Hasta hace cuatro años, Madrid era un lugar distinto. El ambiente era diferente, la velocidad era otra, los ceños fruncidos eran más recurrentes que ahora y la libertad tomaba una definición complicada. Hasta hace cuatro años, Madrid era una ciudad doblada en seis partes, escondida, en la que sobrevolaba una nube gris que echaba por tierra aquello de su cielo.

Recuerdo 2015. Nos reunimos mucha, muchísima gente, más de la que alcanzo a recordar, en la Cuesta del Moyano.

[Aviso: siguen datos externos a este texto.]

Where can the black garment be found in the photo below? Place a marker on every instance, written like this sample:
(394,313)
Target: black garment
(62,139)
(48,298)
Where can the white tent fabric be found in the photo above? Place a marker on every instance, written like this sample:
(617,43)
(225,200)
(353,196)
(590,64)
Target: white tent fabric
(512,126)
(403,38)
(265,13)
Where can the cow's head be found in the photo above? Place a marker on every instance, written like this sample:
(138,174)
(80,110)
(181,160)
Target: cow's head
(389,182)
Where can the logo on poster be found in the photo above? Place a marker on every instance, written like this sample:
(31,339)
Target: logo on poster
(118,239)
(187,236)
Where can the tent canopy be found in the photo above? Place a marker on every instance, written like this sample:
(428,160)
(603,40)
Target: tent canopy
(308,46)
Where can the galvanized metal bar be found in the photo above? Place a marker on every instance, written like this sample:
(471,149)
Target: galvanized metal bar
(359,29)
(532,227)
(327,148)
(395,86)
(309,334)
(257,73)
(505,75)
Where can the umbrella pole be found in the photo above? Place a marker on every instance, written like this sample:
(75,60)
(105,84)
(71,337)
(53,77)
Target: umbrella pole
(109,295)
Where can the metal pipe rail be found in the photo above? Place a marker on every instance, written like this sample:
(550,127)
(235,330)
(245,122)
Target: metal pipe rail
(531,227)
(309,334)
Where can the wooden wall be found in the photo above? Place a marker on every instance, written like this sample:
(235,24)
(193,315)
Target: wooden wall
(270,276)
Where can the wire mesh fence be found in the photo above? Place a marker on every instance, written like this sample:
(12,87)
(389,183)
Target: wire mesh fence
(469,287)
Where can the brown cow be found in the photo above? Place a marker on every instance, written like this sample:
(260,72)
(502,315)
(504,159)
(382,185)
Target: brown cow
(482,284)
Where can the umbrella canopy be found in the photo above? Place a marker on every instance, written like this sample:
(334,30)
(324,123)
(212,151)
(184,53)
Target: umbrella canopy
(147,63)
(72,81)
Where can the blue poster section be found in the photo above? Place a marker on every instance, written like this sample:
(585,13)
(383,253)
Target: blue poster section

Repartían caretas con medio rostro de una mujer hasta entonces desconocida. Su nombre era Manuela Carmena. La mayoría no sabíamos quién era, pero queríamos saberlo. Prometía cuidar de Madrid desde un tono amable, y por aquel entonces no necesitábamos mucho más que alguien que se comprometiera a acariciar la capital, a quererla sin obligarla, a desempolvar las esquinas que acumulaban trampas. A veces uno sólo necesita escuchar que lo van a querer.

Recuerdo el nervio, la sensación de tenerlo en la punta de los dedos. Yo aún no me había empadronado en Madrid así que no podía votarla, pero quería que fuera mi alcaldesa. La ciudad se ahogaba y ella tendía su mano. Muchos dudaban, lo cual es más que lícito porque nos han descuidado y desconfiamos, pero muchos otros la creímos porque no teníamos nada que perder.

Manuela llegó a la alcaldía. Se deshizo de los gestos grandilocuentes, salió de los despachos grandes, se sacó una tarjeta de metro, redujo una deuda aberrante mientras invertía en gasto social, se rodeó de un equipo feminista, dio voz a quienes habitamos la capital, llenó de aire azul la nube gris que nos enferma y acabó con la vergüenza del incumplimiento de la Ley de la Memoria Histórica. Todo eso está ahí, se puede ver, se puede tocar.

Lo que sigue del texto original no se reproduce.